Rasülullah (s.a.v.) ise şöyle buyurdu: “Sizden önceki ümmetler içerisinde öyle mazlum kişi bulunmuştur ki, müşrikler tarafından onun için yerde çukur kazılır ve boğazına kadar çukura gömülürdü. Sonra bir testere getirilir. Başı üstüne konularak ikiye bölünürdü de bu işkence o mü’mini dininden döndüremezdi. Bir başkasına da, demir taraklarla etleri kemiklerinden ayrılana kadar taranarak işkence edilirdi. Fakat bu, o mü’mini dininden çeviremezdi. Allah’a yemin ederim ki, şu İslam dini muhakkak surette tamamlanacaktır. Öyle ki, bir atlı Sana’dan Hadramût’a kadar selametle gidecek ve Allah’tan başka hiçbir şeyden korkmayacaktır. Fakat siz acele ediyorsunuz.(Buhari, Tecrid-i Sarih Terc., 9/302, H.No:1473).

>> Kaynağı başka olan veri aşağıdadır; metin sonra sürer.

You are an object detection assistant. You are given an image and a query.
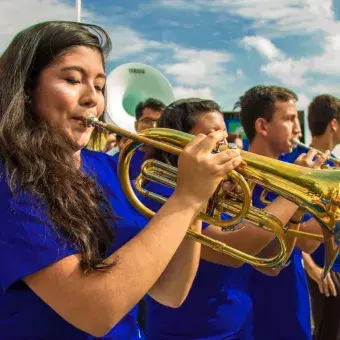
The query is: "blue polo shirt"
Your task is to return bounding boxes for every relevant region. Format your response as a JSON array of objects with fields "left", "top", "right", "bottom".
[
  {"left": 249, "top": 149, "right": 312, "bottom": 340},
  {"left": 143, "top": 182, "right": 252, "bottom": 340},
  {"left": 285, "top": 147, "right": 340, "bottom": 272},
  {"left": 0, "top": 150, "right": 147, "bottom": 340},
  {"left": 112, "top": 150, "right": 145, "bottom": 181}
]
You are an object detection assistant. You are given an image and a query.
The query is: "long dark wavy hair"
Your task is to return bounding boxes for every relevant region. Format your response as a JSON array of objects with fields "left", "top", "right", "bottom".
[{"left": 0, "top": 21, "right": 115, "bottom": 270}]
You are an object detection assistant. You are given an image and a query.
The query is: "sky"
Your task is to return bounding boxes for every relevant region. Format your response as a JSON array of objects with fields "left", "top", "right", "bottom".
[{"left": 0, "top": 0, "right": 340, "bottom": 146}]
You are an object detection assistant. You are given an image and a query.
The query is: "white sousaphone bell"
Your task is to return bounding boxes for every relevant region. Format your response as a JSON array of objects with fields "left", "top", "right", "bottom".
[{"left": 105, "top": 63, "right": 175, "bottom": 132}]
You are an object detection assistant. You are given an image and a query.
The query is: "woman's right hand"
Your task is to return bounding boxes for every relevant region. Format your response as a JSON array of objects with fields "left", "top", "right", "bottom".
[{"left": 175, "top": 131, "right": 242, "bottom": 206}]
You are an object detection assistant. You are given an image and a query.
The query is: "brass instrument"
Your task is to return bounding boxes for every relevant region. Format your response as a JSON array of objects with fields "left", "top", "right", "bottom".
[
  {"left": 84, "top": 117, "right": 340, "bottom": 275},
  {"left": 293, "top": 139, "right": 340, "bottom": 166}
]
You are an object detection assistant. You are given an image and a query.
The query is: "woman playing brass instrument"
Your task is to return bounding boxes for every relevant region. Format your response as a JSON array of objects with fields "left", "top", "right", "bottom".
[
  {"left": 0, "top": 22, "right": 241, "bottom": 340},
  {"left": 137, "top": 99, "right": 324, "bottom": 340}
]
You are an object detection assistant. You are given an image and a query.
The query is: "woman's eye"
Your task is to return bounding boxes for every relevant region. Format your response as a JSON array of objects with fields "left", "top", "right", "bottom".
[
  {"left": 95, "top": 85, "right": 104, "bottom": 92},
  {"left": 66, "top": 78, "right": 80, "bottom": 84}
]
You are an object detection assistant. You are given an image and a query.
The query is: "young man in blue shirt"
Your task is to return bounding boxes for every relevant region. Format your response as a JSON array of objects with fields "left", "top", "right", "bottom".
[{"left": 235, "top": 86, "right": 326, "bottom": 340}]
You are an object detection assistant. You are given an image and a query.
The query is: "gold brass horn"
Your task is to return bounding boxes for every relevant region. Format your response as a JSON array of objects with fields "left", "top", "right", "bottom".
[
  {"left": 293, "top": 139, "right": 340, "bottom": 166},
  {"left": 84, "top": 116, "right": 292, "bottom": 267},
  {"left": 85, "top": 117, "right": 340, "bottom": 275},
  {"left": 131, "top": 129, "right": 340, "bottom": 275}
]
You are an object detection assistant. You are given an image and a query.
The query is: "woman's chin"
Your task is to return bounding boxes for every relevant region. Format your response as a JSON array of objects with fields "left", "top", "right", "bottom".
[{"left": 72, "top": 134, "right": 91, "bottom": 150}]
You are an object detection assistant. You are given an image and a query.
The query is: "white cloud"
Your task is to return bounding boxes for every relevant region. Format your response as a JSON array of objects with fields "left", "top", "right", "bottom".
[
  {"left": 173, "top": 86, "right": 214, "bottom": 99},
  {"left": 261, "top": 58, "right": 308, "bottom": 87},
  {"left": 296, "top": 93, "right": 310, "bottom": 111},
  {"left": 0, "top": 0, "right": 83, "bottom": 53},
  {"left": 241, "top": 36, "right": 283, "bottom": 60},
  {"left": 154, "top": 0, "right": 339, "bottom": 36},
  {"left": 109, "top": 26, "right": 168, "bottom": 61},
  {"left": 162, "top": 46, "right": 230, "bottom": 86},
  {"left": 308, "top": 83, "right": 340, "bottom": 96},
  {"left": 236, "top": 68, "right": 245, "bottom": 78}
]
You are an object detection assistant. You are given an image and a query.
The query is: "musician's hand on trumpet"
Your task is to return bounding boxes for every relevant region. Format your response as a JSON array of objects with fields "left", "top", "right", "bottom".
[
  {"left": 175, "top": 131, "right": 242, "bottom": 207},
  {"left": 294, "top": 149, "right": 330, "bottom": 169}
]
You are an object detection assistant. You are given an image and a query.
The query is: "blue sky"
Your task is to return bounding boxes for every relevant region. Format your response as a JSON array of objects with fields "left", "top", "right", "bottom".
[{"left": 0, "top": 0, "right": 340, "bottom": 110}]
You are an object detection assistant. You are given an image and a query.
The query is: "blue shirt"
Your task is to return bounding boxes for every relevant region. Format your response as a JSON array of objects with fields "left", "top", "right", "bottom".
[
  {"left": 249, "top": 147, "right": 326, "bottom": 340},
  {"left": 283, "top": 146, "right": 340, "bottom": 272},
  {"left": 112, "top": 149, "right": 145, "bottom": 181},
  {"left": 249, "top": 186, "right": 312, "bottom": 340},
  {"left": 0, "top": 150, "right": 147, "bottom": 340},
  {"left": 143, "top": 182, "right": 252, "bottom": 340}
]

Bu hadis de gösteriyor ki, çeşitli işkence ve sıkıntılara rağmen sabırla, acele etmeden, ümitsizliğe de düşmeden emin adımlarla hedefe doğru yol alınmalıdır. Şunu da unutmamak gerekir ki, İslâmî mücadele süreci içinde bulunan bir Mü’min, her halükârda kazançlıdır. Çünkü bu mücadeleyi yürütürken maruz kaldığı sıkıntılara sabır gösterirse günahlarına keffaret olur, mücadele esnasında şehid edilirse, Peygamberlikten sonra en büyük makama erişmiş olur. Mücadele neticesi zafere ulaşırsa dünya ve ahirette kurtuluşa erenlerden olur. Onun için Mü’minin hiçbir hayırlı ameli boşuna değildir. Kaldı ki, Yüce Allah’ın bizden sonuca ulaşmayı değil, bu uğurda faaliyet içinde olmayı istemesi de ayrı bir gerçektir. Allahu Teâlâ bize “Neden zafere ulaşmadınız?” diye sormayacaktır. “Zafere ulaşmak için hangi eylemlerin oldu, ne işler, projeler, faaliyetler ortaya koydunuz?” diye soracaktır.

Hesabımızı buna göre yapıp ümitvâr olmalıyız, “İnşaallah istikbal inkılâbâtında en gür sedâ, İslam’ın sedâsı olacaktır.” Sefer bizden, zafer Allah’tandır.